◆節税とは、税法が認める範囲内で納税額を削減するための税務上の処理である。
◆未上場オーナー系の中堅中小企業が使うことの多い節税方法には以下が挙げられる。
▽中小企業税制の活用:中小企業向けの税制優遇制度を活用する。
▽役員報酬の分散:配偶者や子供等を役員に起用し、役員報酬を分散することで税率を引き下げ、納税額を減少させる。将来の相続税の節税にもつながる。
▽役員退職慰労金:役員退職慰労金の支給額や、それに充当するための資金積立は、制限はあるが損金算入が可能な場合がある。

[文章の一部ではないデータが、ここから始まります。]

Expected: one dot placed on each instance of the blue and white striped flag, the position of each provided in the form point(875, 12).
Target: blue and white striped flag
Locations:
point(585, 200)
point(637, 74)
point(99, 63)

中小企業退職金共済や確定給付企業年金制度の他、掛金の損金算入が可能な経営セーフティ共済や生命保険商品なども活用される。
▽経費計上:事業に不可欠とまでは言えないが、メリットのある費用を多めに計上する。
◆税務調査により損金否認されると追徴課税される。脱税(悪質性が高い)と見做されれば重加算税や刑事罰が課されるリスクがある。以下のような隠蔽や虚偽と税務調査官に見做されないよう、合理的に説明できるよう準備しておくことが重要である。税務調査で「損金否認」されたり「脱税」と判定されやすい処理として以下を挙げられる。
▽売上除外
▽棚卸資産(在庫)の不正な操作
▽架空の経費計上
▽勤務実態のない親族等への役員報酬・給与支給
▽役員退職慰労金(退職実態がない/手続き漏れ/金額が不相当に高額)
▽保険料の損金算入限度を超えた損金計上
▽減価償却費の不当な操作 など
【Plus】M&A売主が節税に関し気を付けるべきポイント
▽透明性の確保:税法が許容する範囲の取引であると証明するための内部資料を準備しておく。

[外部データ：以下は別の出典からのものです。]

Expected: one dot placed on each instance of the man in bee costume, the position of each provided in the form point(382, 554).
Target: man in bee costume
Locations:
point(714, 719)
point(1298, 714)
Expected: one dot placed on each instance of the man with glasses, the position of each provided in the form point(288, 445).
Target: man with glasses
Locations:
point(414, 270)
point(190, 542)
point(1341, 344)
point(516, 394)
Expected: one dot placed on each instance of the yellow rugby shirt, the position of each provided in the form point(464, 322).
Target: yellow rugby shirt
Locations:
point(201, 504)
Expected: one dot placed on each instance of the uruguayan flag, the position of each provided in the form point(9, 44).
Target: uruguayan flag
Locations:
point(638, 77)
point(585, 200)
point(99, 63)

▽セルサイドDDの実施:M&A取引における税務リスクを事前に洗い出し、税理士や公認会計士と協議しながらリスクを軽減・解消する。
▽情報開示の準備:売却準備の一環として、買主候補に期待と安心を与えるような初期的情報開示の準備をする。記載内容は、事実の範囲で、売主ができるだけ有利になるよう工夫する。
▽税務調査対策:過去の税務調査履歴はバイサイド税務DDにおいて注目されるため、税務調査で大きな指摘を受けないよう、日常的に適切な税務管理を行う。
▽優良なM&Aアドバイザーの活用:M&A取引において、適切な情報管理や情報開示を支援してくれるM&Aアドバイザーを活用することで、円滑なM&Aプロセスが実現できる。簡易なセルサイド税務DDを実施できる優良なM&Aアドバイザーを起用すると、コスト的にメリットがある。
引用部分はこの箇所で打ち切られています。